After a bad race, it is very important to self reflect and analyse what exactly went wrong. In my thirty years of triathlon & seven years as a full time coach, I have noticed that most post-race analysis comes back to being labelled as bad coaching.

It does sometimes come back to following a bad training program, or not being coached properly. But most of the time & in my experience it is due to the following reasons:

  • Lack of Communication– If you don’t contact your coach at least once per week you are not getting coached properly. More information to the coach means a more individual and specific program you will receive.
  • Attitude– Attitude before the race is important. Have you caught yourself saying? “I’m going to have a bad race” “I’m not ready to race…” Maintain positive thoughts in racing & training. This will improve enjoyment and therefore overall performance.
  • Nervous Energy- The aim is to enter your main race relaxed, pressure free & willing to hurt yourself. If not, you are probably stressing, overthinking or placing too much pressure or expectation on yourself. This is a large amount of lost energy, which you should be conserving for the race.

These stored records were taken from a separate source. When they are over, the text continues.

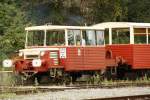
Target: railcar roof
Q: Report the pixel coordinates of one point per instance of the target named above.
(59, 27)
(122, 25)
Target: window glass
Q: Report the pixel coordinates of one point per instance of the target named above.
(100, 37)
(89, 37)
(140, 39)
(74, 37)
(35, 38)
(55, 37)
(106, 34)
(120, 36)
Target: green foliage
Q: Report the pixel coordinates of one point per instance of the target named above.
(12, 25)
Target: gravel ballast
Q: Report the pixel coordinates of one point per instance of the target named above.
(79, 94)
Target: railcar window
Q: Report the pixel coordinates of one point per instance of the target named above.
(106, 35)
(89, 37)
(120, 36)
(100, 37)
(140, 39)
(55, 38)
(74, 37)
(35, 38)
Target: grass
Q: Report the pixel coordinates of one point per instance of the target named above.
(8, 96)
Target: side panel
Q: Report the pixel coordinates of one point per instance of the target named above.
(74, 59)
(123, 51)
(141, 56)
(85, 58)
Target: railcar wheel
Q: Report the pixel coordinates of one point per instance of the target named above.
(43, 79)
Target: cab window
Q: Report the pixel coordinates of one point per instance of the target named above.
(74, 37)
(55, 37)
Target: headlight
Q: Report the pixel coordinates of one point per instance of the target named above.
(7, 63)
(36, 63)
(42, 53)
(20, 54)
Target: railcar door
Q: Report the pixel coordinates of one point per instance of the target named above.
(75, 51)
(86, 50)
(94, 50)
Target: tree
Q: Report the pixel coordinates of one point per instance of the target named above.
(12, 25)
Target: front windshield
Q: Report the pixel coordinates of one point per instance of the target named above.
(53, 37)
(35, 38)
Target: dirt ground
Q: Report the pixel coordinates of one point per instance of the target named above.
(79, 94)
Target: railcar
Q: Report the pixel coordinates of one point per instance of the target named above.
(128, 43)
(55, 52)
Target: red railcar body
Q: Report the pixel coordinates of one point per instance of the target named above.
(85, 58)
(136, 55)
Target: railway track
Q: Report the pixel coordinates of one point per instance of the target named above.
(133, 97)
(36, 89)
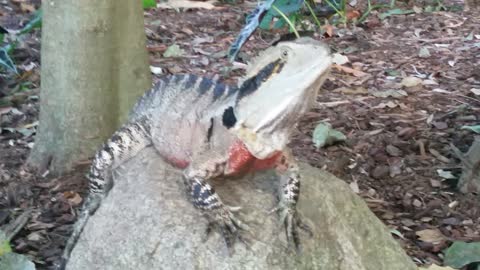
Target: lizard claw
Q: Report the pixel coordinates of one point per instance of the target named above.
(229, 226)
(292, 221)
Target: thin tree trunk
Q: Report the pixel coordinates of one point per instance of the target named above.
(94, 66)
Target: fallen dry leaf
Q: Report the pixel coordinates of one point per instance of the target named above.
(27, 7)
(186, 4)
(430, 235)
(411, 81)
(436, 267)
(354, 72)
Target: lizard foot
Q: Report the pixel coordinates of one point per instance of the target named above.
(229, 226)
(292, 222)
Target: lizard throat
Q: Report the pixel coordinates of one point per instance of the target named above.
(240, 160)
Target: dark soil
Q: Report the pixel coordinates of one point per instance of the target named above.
(395, 148)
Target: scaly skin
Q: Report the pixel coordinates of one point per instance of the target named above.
(209, 130)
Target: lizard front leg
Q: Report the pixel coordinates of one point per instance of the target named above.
(289, 194)
(207, 200)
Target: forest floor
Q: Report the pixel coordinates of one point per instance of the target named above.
(397, 155)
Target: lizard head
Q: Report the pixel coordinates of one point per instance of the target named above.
(280, 86)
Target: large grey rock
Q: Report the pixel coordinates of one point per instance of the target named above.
(147, 223)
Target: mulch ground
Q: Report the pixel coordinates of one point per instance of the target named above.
(398, 137)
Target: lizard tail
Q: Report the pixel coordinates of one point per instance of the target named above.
(123, 145)
(91, 205)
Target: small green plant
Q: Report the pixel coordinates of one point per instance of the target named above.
(6, 61)
(149, 4)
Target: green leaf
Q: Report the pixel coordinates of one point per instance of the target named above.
(149, 3)
(324, 135)
(475, 129)
(285, 6)
(5, 60)
(396, 11)
(14, 261)
(460, 254)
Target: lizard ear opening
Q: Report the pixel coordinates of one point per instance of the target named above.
(228, 117)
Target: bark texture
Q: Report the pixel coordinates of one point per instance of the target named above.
(147, 222)
(94, 66)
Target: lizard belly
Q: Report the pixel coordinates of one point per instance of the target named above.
(240, 160)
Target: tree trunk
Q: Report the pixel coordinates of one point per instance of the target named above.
(94, 67)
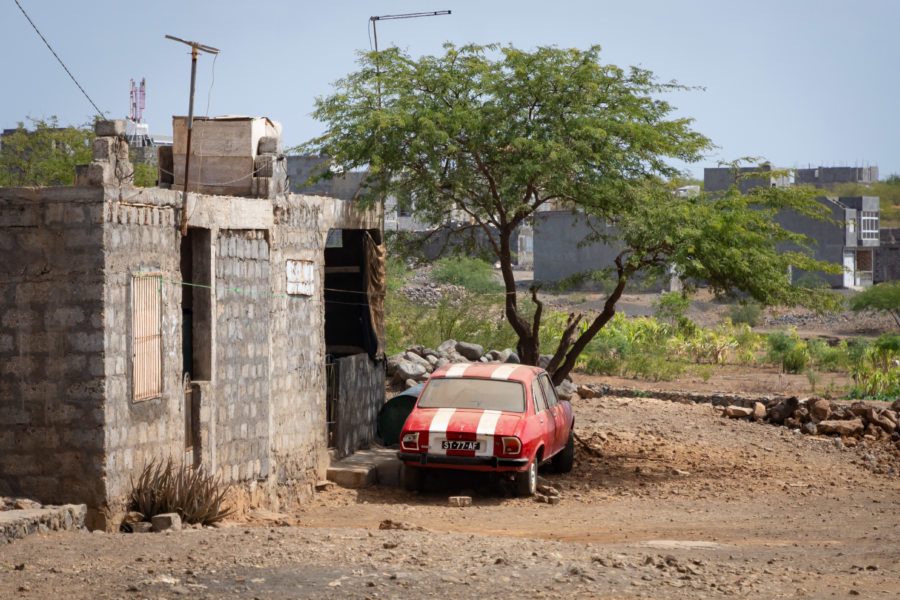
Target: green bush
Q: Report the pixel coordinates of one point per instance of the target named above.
(475, 275)
(745, 312)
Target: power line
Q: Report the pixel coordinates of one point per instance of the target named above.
(99, 112)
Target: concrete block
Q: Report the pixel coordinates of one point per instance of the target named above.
(115, 127)
(166, 522)
(269, 144)
(105, 148)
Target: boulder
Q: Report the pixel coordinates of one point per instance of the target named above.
(166, 521)
(759, 411)
(819, 409)
(409, 370)
(783, 409)
(875, 418)
(446, 348)
(847, 427)
(391, 363)
(413, 357)
(566, 390)
(586, 391)
(737, 412)
(471, 351)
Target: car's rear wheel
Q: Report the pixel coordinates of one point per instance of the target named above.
(526, 481)
(565, 458)
(411, 477)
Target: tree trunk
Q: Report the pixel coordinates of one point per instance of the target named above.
(528, 347)
(573, 350)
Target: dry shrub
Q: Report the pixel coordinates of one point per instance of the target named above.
(165, 487)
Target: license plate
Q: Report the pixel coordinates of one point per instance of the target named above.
(460, 445)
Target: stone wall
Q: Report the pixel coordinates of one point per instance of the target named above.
(51, 344)
(242, 339)
(140, 237)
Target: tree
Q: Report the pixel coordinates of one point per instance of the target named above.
(496, 133)
(45, 155)
(882, 297)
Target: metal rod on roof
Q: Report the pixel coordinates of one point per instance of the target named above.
(195, 49)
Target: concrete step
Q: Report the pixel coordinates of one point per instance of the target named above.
(366, 467)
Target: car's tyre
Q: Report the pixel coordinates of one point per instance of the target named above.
(526, 481)
(411, 478)
(565, 458)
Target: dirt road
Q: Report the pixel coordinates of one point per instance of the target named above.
(682, 503)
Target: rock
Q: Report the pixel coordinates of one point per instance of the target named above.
(875, 418)
(446, 348)
(759, 411)
(859, 409)
(819, 409)
(413, 357)
(141, 527)
(471, 351)
(417, 350)
(849, 427)
(166, 522)
(392, 362)
(409, 370)
(586, 391)
(566, 390)
(737, 412)
(783, 409)
(548, 490)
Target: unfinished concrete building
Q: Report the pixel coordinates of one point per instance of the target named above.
(240, 332)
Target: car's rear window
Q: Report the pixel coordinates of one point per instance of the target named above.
(481, 394)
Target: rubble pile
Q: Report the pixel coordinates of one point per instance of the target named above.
(415, 364)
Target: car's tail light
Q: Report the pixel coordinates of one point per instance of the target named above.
(410, 441)
(511, 445)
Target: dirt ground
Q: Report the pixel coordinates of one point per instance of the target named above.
(680, 503)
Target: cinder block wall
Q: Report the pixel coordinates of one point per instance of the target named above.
(140, 236)
(242, 340)
(52, 362)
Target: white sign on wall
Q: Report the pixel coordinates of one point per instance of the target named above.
(300, 277)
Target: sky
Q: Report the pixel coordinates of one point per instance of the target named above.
(797, 82)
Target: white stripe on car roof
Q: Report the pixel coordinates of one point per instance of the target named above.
(503, 371)
(456, 370)
(488, 422)
(441, 419)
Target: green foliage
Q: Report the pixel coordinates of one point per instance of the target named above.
(494, 133)
(882, 297)
(166, 487)
(44, 155)
(811, 281)
(397, 273)
(788, 350)
(473, 318)
(748, 312)
(477, 276)
(672, 307)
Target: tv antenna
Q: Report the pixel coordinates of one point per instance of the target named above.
(196, 48)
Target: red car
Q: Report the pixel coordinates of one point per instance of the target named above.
(504, 418)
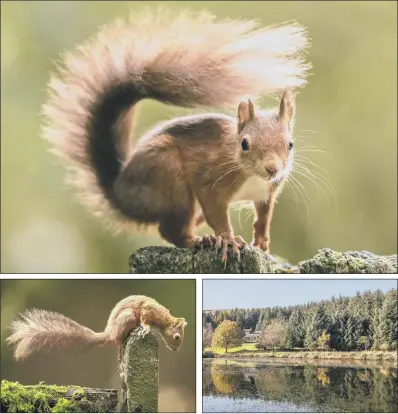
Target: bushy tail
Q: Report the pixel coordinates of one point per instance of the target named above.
(40, 330)
(188, 60)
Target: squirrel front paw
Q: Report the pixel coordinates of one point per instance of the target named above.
(227, 239)
(142, 331)
(205, 241)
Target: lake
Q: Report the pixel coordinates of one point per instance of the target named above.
(247, 385)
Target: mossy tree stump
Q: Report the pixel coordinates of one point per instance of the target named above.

  • Bad Eating Habits– Did you reach your race weight? This should be determined by a sport nutritionist, who can do an in-depth analysis and provide you with realistic guidelines as to your ideal race body composition. If not, then you might have left yourself with insufficient energy or too much weight etc. Post race record a food diary & share this with your coach & sport dietician to improve for next time.
  • Bad Drinking Habits– Can be connected to a poor race body composition. Soft drink, alcohol & juices/energy drinks can all contain large amounts of sugar, which will affect your body composition & cause additional inflammation within your body. I recommend no more than one serving per day of one of these drinks, this is enough to satisfy cravings & reduce the negative impacts on your body.

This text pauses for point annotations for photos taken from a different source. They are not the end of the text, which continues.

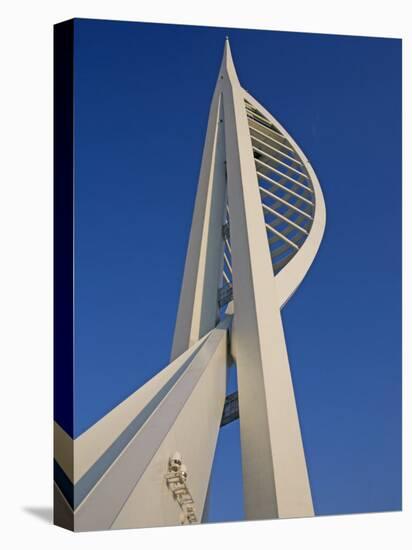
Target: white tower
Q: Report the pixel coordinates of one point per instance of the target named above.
(258, 222)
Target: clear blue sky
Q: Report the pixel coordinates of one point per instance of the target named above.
(142, 95)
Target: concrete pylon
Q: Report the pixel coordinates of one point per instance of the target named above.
(258, 222)
(246, 147)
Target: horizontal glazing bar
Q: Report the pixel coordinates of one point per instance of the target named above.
(284, 218)
(286, 203)
(273, 133)
(267, 178)
(281, 236)
(281, 173)
(277, 143)
(276, 159)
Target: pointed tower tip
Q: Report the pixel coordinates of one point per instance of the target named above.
(227, 61)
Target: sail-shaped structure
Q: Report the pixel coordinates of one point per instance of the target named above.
(258, 221)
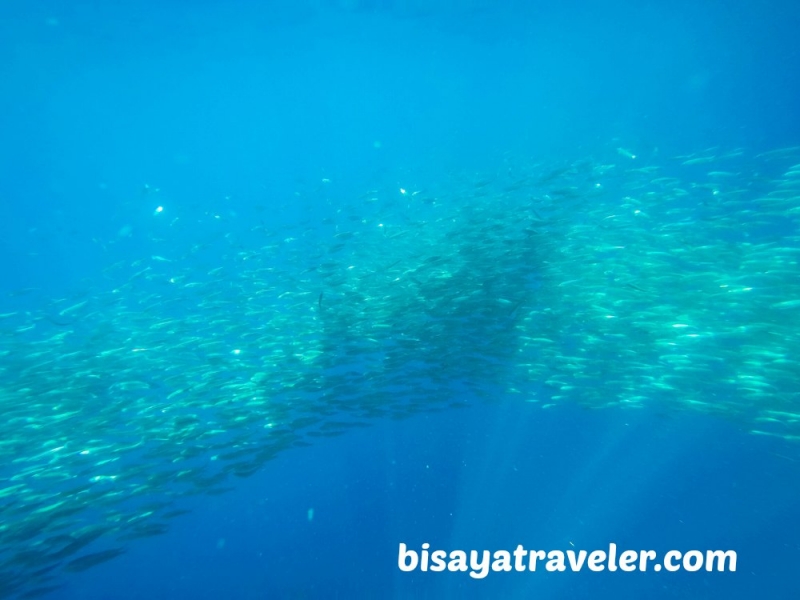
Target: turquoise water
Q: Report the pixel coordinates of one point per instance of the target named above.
(285, 285)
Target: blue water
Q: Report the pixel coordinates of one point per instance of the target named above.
(225, 107)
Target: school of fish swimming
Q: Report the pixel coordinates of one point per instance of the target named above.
(622, 282)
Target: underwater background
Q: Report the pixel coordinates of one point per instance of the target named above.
(286, 284)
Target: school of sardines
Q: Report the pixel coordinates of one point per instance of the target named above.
(621, 282)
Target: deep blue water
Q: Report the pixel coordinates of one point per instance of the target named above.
(232, 107)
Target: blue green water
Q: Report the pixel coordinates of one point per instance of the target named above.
(232, 115)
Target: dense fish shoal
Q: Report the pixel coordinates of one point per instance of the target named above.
(625, 282)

  • Low Self Esteem & Body Image– Can influence the amount & types of foods you consume. This may lead to insufficient calorie intake, resulting in poor recovery and/or performance at training sessions & races.
  • More is Better– Always wanting to do more volume or intensity is typical of triathletes as a stereotype & A-type personalities. Many athletes think that if they are not completely wrecked after a session, than it hasn’t been a good session. This can cause over training & increase risk of injury. Active recovery is a very powerful tool in triathlon and should be incorporated daily into training completing some sessions or parts of sessions at <60% MHR (max heart rate).
  • Life Balance- Again very typical of triathletes & A-type personalities. Triathlon demands discipline and rewards hard work. However, many athletes forget to have fun & have a good life balance and they slowly lose the love & motivation for the sport resulting in poor performance or quitting all together.
  • Excuses– Be truthful to yourself. As a coach you hear it all. “My alarm didn’t go off” “I had to walk the dog” “My partner/kids couldn’t sleep” “I had a flat tyre” “I had a headache”. Whatever your excuse is, just remember that even getting 30mins of that session each time this happens it will accumulate into a lot of training at the end of the season, opposed to lots of couch time.
  • Not following your program– Over the years I have had no issue reminding athletes who raced poorly, how many excuses or missed sessions they have had. The athlete is responsible to follow the program; therefore the athlete is the one responsible for his or her own successes & failures.